The more attention you pay to the design of benches, window ledges, and other architectural features, the more you start to notice little additions that are designed to reject soft human bodies.
I decided to document the different shapes of hostile architecture in The Hague and Amsterdam and I was shocked to discover the huge amount of anti-homeless architecture. I wanted to make my images resemble evidence pictures because, in my opinion, the government is committing a crime by not even allowing homeless people the “comfort” of a cold, hard bench. They are violating the human rights of homeless people by not protecting them and actively rejecting them from the city, like that is going to solve this crisis. By photographing hostile architecture I hope that the viewer starts noticing hostile architecture in their own surroundings and stops to think about the moral aspect of these seating areas.
‘Guilty Diaspora’ by Simaa Alsaigh
Why do children of immigrants feel guilty for having a good life in the West and Europe?

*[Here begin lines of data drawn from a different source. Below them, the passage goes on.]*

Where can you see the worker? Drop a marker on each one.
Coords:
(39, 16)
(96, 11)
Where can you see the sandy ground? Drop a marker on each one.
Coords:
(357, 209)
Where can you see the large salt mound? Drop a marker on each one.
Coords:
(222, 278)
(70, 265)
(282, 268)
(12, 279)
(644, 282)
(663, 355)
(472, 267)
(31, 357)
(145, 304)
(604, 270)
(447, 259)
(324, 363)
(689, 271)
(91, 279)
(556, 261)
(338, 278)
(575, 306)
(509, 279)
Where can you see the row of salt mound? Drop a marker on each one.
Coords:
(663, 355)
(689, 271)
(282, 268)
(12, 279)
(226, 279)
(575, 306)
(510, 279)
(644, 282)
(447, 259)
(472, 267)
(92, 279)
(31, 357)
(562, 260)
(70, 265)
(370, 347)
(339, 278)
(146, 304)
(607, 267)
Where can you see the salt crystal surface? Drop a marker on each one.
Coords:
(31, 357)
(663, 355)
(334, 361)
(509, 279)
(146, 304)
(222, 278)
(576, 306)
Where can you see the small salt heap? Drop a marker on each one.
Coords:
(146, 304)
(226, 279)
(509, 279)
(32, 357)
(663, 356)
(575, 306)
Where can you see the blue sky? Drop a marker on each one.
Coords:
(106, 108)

As a child of immigrants I always say that I am lucky that my parents have decided to flee the war in Iraq and settled in Europe. The TV in my childhood home was always broadcasting the war in Iraq. Thus, from a young age I realised that I was privileged in the basic things in life. Freedom, safety, and a simple moment like having a good coffee at a cafe. But with this life also comes guilt. The guilt that resides because I have it good and people back home are suffering, desperate to leave. They walk through countries to avoid their own. In this series ‘Daily Life’ I reflect the feeling that I carry in my gut in the images that I have created and painted on. This work is from one child of diaspora to the children in a lost country.
‘Get Some Rest’ by Tori McCrea
Where do we sleep at night? I’ve recently realised that, sadly, something as simple as owning a bed is not an option for everyone. The right to have an adequate standard of living is not a given in today’s society. Walking through town I wanted to show what some people have to call their bed at night. Although this might not change that fact, I hope it shines a little light on where and how some people have to “get some rest”.